Intergovernmental Affairs Minister Dominic LeBlanc, left, and Jonathan Kehl walks across Wellington street in Ottawa on Sept. 27. Mr. Kehl is on a tour of Ottawa and New Brunswick, paid for out of pocket by Mr. LeBlanc.Dave Chan/The Globe and Mail
A fear of medical injections had initially made Jonathan Kehl hesitant to donate the stem cells that saved the life of Dominic LeBlanc.
As the federal Intergovernmental Affairs Minister looked on this week during a joint interview in his Parliament Hill office, his 23-year-old German donor recalled the hurdle of having to inject hormones into his stomach once a day for eight days to make his body generate the required material.
“I tried, but I couldn’t do it to myself,” he said. “I am a little bit afraid of needles.”
Luckily for Mr. LeBlanc, Mr. Kehl’s parents did the injections, and Mr. Kehl’s stem cells were provided to Mr. LeBlanc in a half a litre of the donor’s blood. Mr. LeBlanc is now cancer-free after suffering from non-Hodgkin’s lymphoma, a blood cancer. He has been back on the job handling various files that this week included the aftermath of Hurricane Fiona.
“Without a stem-cell transplantation, there was no hope for a cure. His disease would have rapidly progressed/relapsed and [killed] him,” Dr. Silvy Lachance of the Transplant Program at Maisonneuve-Rosemont Hospital in Montreal said in an e-mail exchange.
Now, in return, Mr. Kehl is on a whirlwind tour of Ottawa and New Brunswick, paid for out of pocket by Mr. LeBlanc. Since Mr. Kehl arrived in Ottawa last Sunday, his first visit to Canada has included a chat with Prime Minister Justin Trudeau.
“Well, he was really grateful because Dominic and he are childhood friends,” Mr. Kehl said. “I think it was a really personal matter for him.”
The medical crisis played out in 2019 – a year after Mr. Kehl registered in a program and provided a saliva sample so he could, theoretically, donate stem cells. “I just did it like anybody else,” he says.
But the theoretical became urgent when Mr. LeBlanc became sick and, through an international search, Dr. Lachance found that Mr. Kehl’s material was compatible with the ailing minister. The donation was arranged.
“This is the most real thing that I have survived in my life,” Mr. LeBlanc said of the experience.
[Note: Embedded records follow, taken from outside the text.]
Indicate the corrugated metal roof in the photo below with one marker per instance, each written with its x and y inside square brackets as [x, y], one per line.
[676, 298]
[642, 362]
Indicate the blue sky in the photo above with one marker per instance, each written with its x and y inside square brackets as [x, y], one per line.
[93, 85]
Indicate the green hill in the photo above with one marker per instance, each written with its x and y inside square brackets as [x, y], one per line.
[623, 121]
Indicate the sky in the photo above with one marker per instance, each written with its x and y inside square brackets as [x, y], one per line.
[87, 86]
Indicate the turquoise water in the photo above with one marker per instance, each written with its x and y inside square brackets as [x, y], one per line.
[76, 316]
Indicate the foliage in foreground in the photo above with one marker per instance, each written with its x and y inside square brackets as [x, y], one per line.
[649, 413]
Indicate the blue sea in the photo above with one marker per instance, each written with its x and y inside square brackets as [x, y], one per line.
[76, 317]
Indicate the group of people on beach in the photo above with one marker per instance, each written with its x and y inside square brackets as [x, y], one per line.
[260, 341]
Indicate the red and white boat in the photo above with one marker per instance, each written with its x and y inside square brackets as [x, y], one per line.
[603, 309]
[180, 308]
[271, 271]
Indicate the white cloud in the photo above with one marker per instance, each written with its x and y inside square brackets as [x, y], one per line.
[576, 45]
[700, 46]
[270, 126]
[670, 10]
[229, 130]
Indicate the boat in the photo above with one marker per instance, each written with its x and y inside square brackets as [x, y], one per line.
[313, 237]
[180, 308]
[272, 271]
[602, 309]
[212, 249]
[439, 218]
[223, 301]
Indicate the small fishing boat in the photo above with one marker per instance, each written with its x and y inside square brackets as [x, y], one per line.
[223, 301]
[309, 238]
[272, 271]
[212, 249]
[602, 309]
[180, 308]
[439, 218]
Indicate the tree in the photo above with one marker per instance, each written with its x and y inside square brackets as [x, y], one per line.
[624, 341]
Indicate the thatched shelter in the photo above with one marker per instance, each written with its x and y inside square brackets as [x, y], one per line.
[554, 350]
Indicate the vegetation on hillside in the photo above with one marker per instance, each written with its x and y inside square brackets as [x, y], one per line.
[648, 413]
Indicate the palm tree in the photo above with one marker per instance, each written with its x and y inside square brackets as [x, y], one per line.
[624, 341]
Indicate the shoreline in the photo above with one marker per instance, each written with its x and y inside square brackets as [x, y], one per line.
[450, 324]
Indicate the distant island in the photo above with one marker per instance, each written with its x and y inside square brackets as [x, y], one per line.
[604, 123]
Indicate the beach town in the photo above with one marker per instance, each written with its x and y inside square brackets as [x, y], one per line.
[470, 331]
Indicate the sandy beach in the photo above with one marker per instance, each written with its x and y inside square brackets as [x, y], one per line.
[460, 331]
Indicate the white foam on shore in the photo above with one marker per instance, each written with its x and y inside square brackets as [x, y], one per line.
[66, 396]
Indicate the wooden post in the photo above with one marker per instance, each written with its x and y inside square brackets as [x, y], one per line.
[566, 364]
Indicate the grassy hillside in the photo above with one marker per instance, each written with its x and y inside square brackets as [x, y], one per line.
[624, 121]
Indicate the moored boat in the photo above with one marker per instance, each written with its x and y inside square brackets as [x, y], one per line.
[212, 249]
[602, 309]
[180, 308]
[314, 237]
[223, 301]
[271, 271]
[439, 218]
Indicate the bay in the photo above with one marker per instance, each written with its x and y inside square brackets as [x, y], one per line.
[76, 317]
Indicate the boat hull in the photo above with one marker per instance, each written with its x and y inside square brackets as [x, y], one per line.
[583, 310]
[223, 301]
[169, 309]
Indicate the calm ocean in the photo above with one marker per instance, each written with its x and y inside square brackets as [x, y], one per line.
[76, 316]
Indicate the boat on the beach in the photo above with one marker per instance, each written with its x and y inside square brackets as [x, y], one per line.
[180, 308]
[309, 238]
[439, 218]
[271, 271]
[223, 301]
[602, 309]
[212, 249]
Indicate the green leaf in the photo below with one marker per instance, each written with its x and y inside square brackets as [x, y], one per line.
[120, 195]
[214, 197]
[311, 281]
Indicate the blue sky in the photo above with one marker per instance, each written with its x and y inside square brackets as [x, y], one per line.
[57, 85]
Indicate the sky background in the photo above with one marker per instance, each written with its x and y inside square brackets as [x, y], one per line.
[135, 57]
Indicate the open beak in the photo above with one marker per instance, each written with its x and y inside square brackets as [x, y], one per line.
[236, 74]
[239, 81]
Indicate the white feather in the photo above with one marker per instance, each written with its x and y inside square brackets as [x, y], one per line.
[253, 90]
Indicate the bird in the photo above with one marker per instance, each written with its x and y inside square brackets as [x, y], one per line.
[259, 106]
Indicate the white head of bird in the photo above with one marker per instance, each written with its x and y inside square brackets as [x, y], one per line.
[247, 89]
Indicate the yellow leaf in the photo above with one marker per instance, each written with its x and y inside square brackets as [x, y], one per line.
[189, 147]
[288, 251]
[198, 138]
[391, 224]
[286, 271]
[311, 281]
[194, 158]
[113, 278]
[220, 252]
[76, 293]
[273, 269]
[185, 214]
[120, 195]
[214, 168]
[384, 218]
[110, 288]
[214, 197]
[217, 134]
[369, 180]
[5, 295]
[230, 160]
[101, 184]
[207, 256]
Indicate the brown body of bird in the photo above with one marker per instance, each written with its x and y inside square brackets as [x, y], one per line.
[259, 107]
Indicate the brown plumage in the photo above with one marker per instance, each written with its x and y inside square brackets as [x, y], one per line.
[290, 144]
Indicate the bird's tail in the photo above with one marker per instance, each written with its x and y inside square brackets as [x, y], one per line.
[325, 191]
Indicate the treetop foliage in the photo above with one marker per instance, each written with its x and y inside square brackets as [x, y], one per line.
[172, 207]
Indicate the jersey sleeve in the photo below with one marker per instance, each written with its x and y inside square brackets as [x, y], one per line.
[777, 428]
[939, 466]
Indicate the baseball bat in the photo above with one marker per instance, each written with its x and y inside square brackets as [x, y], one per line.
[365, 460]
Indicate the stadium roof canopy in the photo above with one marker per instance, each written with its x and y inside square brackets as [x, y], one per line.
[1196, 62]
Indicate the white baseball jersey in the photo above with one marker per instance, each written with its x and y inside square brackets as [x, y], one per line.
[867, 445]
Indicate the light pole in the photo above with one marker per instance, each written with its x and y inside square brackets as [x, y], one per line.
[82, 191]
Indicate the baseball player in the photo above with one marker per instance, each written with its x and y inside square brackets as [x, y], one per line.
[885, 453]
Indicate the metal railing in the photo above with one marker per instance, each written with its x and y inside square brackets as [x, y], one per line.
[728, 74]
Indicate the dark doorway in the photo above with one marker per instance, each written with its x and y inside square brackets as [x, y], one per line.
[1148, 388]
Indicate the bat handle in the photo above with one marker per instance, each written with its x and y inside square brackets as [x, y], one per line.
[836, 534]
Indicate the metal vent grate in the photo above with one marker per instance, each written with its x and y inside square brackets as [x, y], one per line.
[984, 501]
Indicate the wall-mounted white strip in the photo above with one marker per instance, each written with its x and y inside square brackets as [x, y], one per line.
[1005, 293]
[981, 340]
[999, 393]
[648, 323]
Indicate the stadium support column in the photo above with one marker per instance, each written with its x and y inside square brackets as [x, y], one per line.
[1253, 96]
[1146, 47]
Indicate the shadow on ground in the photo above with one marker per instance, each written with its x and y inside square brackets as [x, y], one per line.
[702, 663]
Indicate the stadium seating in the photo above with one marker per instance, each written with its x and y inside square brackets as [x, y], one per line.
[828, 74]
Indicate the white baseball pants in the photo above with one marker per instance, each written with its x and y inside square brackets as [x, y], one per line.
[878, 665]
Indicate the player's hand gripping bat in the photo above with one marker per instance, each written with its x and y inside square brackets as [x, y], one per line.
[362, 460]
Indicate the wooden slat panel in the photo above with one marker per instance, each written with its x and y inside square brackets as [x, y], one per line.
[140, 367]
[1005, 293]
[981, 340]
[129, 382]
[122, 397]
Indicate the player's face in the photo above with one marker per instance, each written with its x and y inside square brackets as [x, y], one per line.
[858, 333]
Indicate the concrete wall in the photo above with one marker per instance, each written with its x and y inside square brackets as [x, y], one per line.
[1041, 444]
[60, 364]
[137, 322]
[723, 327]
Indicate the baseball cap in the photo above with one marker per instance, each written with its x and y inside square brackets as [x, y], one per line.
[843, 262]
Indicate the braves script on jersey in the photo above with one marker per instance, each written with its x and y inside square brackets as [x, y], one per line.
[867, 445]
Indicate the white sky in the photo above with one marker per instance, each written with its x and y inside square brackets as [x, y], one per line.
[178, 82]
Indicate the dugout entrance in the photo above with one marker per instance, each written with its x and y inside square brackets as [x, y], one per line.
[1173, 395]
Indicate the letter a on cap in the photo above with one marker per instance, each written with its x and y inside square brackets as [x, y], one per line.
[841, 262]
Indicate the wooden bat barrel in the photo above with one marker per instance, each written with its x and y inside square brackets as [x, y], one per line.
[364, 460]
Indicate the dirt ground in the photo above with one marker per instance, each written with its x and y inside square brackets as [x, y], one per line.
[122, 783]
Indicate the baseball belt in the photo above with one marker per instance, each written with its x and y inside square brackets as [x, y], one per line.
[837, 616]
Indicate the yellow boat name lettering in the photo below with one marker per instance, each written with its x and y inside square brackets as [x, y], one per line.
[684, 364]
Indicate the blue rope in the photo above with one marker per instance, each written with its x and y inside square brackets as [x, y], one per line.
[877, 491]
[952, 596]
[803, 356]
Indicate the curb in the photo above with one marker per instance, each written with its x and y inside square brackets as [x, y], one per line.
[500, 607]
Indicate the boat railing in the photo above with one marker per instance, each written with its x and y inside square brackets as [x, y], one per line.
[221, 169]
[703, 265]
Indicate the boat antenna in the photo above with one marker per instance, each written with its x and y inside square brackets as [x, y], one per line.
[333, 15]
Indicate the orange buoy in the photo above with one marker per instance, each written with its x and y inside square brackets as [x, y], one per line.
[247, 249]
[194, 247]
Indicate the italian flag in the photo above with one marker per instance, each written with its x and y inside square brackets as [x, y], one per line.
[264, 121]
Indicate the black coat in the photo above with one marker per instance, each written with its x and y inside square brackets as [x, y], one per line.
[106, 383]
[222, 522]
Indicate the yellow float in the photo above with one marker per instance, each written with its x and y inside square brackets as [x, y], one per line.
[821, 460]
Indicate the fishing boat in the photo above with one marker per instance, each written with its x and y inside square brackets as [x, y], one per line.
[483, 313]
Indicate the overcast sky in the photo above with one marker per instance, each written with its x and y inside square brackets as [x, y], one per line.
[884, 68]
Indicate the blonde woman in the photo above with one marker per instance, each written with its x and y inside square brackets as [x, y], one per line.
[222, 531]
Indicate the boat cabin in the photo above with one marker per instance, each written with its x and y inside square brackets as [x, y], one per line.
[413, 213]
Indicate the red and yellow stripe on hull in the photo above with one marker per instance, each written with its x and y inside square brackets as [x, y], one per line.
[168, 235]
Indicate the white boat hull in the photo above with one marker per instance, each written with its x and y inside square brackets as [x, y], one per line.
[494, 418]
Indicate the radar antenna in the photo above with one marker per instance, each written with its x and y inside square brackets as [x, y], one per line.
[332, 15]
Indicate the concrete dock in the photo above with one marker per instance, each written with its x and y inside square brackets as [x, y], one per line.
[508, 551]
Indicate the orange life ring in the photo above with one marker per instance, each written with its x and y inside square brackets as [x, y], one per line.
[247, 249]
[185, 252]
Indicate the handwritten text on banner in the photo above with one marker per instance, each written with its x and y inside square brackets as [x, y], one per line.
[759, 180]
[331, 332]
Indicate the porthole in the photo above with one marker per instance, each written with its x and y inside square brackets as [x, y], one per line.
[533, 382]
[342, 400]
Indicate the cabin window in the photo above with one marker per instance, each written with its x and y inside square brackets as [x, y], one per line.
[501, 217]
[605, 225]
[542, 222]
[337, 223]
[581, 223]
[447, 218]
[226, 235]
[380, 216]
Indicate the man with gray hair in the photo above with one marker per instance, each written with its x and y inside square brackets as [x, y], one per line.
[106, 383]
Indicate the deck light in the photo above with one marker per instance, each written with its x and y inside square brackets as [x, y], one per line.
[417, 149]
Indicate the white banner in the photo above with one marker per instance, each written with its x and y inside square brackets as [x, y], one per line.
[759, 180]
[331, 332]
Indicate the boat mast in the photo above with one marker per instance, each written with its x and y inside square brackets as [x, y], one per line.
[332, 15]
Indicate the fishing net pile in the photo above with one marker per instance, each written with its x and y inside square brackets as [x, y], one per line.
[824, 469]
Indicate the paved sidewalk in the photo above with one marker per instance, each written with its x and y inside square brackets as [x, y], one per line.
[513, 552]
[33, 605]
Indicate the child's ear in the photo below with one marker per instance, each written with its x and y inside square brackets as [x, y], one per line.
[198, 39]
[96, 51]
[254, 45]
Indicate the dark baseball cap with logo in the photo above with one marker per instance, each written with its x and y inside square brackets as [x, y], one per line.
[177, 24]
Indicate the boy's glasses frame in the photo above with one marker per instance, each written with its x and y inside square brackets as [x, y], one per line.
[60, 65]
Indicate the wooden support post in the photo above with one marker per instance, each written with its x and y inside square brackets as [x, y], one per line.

However, there was a two-year delay under medical protocols in both countries before either man could get any information on the other. Once that disclosure occurred, the two were in touch across thousands of kilometres.
This week, for the first time, they were side by side. At a table in Mr. LeBlanc’s ministerial office, there was Mr. Kehl, now studying to be a teacher. And there was 54-year-old Mr. LeBlanc, the veteran political insider first elected in 2000 who has served in various senior government posts.
Mr. LeBlanc said it was “overwhelming” to see Mr. Kehl for the first time. “Even though we had gotten to know each other a bit in phone calls and Zoom meetings, to be physically with this person who did this remarkable thing that saved my life … I thought it was just a wonderful human moment,” he said.
Mr. Kehl said he was happy to learn more about Mr. LeBlanc’s fate. “To have that in mind that you saved a person’s life is really nice.”
Mr. LeBlanc said he is now living through a second chance in life. “I am trying to appreciate every single day and every week that I am able to be with my friends and family, and to do my job,” he said.
The pair have had dinner with the Speaker of the Senate. Mr. LeBlanc introduced Mr. Kehl to his cabinet colleagues. They will be going to dinner at the residence of Germany’s ambassador. And there’s a trip to Montreal, and then to New Brunswick to go salmon fishing on the Miramichi River. Mr. Kehl departs Saturday.